Robert Lewandowski reaguje na triumf Igi Świątek! To zdjęcie to hit

11 godzin temu
Sobota należy do Igi Świątek! Polska tenisistka 6:0, 6:0 pokonała Amandę Anisimową w finale Wimbledonu, zostając pierwszą Polką, która zwyciężyła w tej prestiżowej imprezie. Na jej sukces w mediach społecznościowych zareagował Robert Lewandowski. I to w sposób, w jaki nikt się nie spodziewał!
Raptem 57 minut potrzebowała Iga Świątek, aby po raz kolejny przejść do historii tenisa. Dokładnie w takim czasie polska tenisistka pokonała 6:0, 6:0 Amandę Anisimową w finale Wimbledonu. To pierwszy "rower" w finale londyńskiej imprezy w erze Open. Biorąc pod uwagę cały Wielki Szlem, na taki wynik w ostatnim meczu czekaliśmy od Roland Garros 1988. Z kolei dla Polki to szósty tytuł wielkoszlemowy.


REKLAMA


Zobacz wideo Iga Świątek zamieszkała w dzielnicy prestiżu i luksusu!
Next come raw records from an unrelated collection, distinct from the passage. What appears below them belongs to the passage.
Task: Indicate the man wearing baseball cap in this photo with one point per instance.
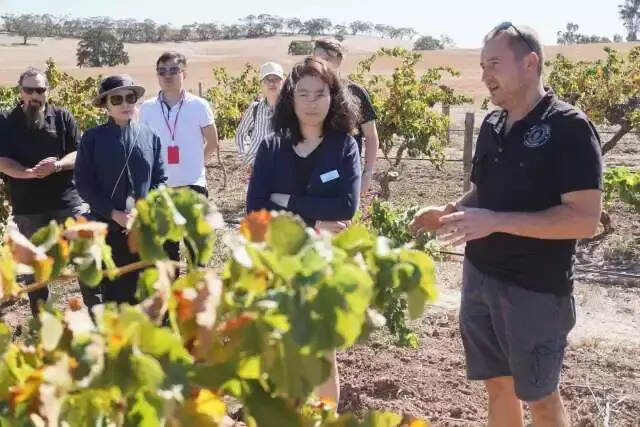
(255, 124)
(333, 52)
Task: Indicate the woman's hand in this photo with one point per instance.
(280, 199)
(332, 226)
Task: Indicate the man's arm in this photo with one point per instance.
(576, 217)
(210, 134)
(370, 133)
(469, 199)
(15, 170)
(68, 162)
(243, 129)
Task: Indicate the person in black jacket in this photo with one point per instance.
(37, 154)
(118, 162)
(310, 166)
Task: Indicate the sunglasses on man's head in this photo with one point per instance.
(507, 25)
(31, 90)
(168, 71)
(131, 98)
Robert Lewandowski zareagował na triumf Igi Świątek w Wimbledonie!
Gratulacje dla Igi Świątek spływają z całego świata. Na jej zwycięstwo zareagował także m.in. Donald Tusk. "Wimbledon ma 148 lat i jeszcze nikt nigdy, ani mężczyzna, ani kobieta, nie wygrał finału bez straty gema! Iga przeszła do historii, chociaż Jej historia tak naprawdę dopiero się zaczęła" - napisał polski premier na portalu X. Popełnił jednak błąd w tym wpisie, ponieważ taka sytuacja miała już miejsce. W 1911 roku Dorothea Douglass Chambers pokonała 6:0, 6:0 Dorę Boothby.
Mniej "formalny" był wpis Roberta Lewandowskiego na portalu X. "Brawo Iga Świątek, jesteś wielka! Gratuluje!" - napisał najlepszy polski piłkarz, ale furorę zrobiło zdjęcie, które dołączył. Był to znany internetowy mem, drwiący z braku sukcesów reprezentacji Polski, wykorzystany przez internautów, gdy odnosi je Świątek.


Wpis Lewandowskiego zrobił furorę, a kibice w komentarzach nie spodziewali się, iż polski napastnik pozwoli sobie na taki luz. "Brawa za dystans" - czytamy. Choć wytknęto mu także, iż kilkukrotnie usuwał wpis, publikując go ponownie.